Golf course workers rescue dog from underground drain pipe

Ty the cocker spaniel
The Austin American-Statesman
Ty the cocker spaniel settled in for a nice long nap after spending 18 hours trapped in a golf course drainage pipe.
By John Holmes
PGA.com

Series: Golf Buzz
A hole-in-one probably wasn't on Bob Williamson's mind as he walked his dog on the Falconhead Golf Course west of Austin, Texas, the other day. But when the pooch – a 7-year-old cocker spaniel named Ty – took off in hot pursuit of a raccoon, Williamson ended up with one dog in a hole.
 
Night was falling and the golfers were off the course as Williamson and Ty took their stroll. And when Ty took off, the raccoon hot-footed it into a 75-yard drainage pipe. The pipe was big enough for Ty to get into – but it narrowed as it went deeper into the ground, and Ty got stuck. Really stuck.
 
Williamson went for help, and local firefighters were able to remove a grate from the opposite side of the drain. The raccoon, of course, climbed out just fine, but the dog was trapped about four feet below the ground.
 
"Standing outside the drain, you could hear him barking," Williamson told The Austin American-Statesman. "The dog's nails were long and couldn't get any traction on the incline, and that's how he got stuck, I think. He was wanting to come out, but he wasn't able to."
 
 
The pup stayed stuck overnight, and the golf course maintenance crew went to work the next morning. They dug for several hours, trying to find the point in the pipe where Ty was trapped.
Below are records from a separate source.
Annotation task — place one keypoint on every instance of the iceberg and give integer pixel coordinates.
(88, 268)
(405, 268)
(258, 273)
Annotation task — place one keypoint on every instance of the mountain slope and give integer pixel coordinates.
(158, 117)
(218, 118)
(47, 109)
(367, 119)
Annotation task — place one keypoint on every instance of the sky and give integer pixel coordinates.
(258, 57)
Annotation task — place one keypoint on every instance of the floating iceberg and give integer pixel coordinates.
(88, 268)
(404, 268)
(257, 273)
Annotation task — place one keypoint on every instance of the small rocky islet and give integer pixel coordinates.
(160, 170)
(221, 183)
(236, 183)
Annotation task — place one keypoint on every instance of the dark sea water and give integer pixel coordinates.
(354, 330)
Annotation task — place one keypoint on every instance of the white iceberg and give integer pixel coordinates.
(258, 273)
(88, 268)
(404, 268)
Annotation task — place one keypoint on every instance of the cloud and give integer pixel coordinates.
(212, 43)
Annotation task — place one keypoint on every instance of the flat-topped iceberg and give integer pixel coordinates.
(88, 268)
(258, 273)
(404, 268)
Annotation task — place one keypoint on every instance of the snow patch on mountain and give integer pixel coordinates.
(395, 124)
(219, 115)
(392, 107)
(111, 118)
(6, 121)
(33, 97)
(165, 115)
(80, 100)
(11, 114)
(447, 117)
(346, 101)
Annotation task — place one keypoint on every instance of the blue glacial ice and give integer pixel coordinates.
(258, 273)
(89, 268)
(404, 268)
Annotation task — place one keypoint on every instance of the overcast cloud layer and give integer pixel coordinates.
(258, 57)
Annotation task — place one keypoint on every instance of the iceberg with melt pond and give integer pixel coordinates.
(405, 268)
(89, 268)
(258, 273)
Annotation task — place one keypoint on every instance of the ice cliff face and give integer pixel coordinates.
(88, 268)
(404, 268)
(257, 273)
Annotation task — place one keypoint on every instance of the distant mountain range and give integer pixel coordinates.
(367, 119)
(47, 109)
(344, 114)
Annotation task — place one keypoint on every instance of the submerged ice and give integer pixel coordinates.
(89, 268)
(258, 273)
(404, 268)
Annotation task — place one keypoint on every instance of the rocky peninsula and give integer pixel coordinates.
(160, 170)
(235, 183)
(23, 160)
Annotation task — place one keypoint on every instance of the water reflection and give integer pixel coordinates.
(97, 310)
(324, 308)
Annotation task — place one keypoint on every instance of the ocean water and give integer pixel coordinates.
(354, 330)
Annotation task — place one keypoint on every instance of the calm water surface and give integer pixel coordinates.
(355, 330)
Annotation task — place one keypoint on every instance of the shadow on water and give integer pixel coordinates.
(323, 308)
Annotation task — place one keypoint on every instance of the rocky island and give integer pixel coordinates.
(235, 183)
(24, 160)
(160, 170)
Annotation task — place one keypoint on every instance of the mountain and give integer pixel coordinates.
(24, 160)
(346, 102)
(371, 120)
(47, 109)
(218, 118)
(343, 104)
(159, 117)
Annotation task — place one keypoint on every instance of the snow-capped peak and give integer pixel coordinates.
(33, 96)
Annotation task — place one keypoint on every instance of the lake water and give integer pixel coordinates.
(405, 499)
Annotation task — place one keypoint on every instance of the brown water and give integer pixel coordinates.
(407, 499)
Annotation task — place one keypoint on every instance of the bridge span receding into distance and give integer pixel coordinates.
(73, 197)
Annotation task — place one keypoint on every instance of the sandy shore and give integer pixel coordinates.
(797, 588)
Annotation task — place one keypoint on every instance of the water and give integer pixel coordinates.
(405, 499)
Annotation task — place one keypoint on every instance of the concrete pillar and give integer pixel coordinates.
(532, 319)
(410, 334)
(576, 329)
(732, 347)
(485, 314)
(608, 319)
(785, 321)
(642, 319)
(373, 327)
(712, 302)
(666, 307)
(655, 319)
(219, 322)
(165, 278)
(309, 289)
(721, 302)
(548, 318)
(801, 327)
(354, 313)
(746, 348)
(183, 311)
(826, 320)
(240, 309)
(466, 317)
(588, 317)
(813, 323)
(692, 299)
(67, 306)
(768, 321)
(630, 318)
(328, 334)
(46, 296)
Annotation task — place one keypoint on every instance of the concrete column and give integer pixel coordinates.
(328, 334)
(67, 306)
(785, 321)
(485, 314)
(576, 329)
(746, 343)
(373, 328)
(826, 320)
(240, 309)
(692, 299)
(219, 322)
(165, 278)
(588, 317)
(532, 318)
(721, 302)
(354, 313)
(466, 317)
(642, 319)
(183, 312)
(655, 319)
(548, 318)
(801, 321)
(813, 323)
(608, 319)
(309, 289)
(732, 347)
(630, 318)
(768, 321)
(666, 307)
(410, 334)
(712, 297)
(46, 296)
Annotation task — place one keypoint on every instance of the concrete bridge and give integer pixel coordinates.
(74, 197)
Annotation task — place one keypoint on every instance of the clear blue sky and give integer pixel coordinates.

Eventually, they unearthed the section of pipe where the dog was, then used a handsaw to cut into it.
 
With Ty located, the rescuers used pieces of hot dogs to encourage him to move just enough that someone was able to grab him by the collar and pull him out.
 
"There was a little encouragement with a hot dog involved," Falconhead General Manager Laura Gunia said. "He barely fit in [the drain], but he was hungry enough to scoot closer to reach each hot dog piece.
 
"We were determined," she added. "There was no way any of us were walking away regardless of how long it took, and we were always confident of a good ending."
 
So, 18 hours after he entered the pipe, Ty emerged – dirty but unhurt, and ready for a very long nap during which he, no doubt, dreamed of catching that raccoon before they reached the drainage pipe.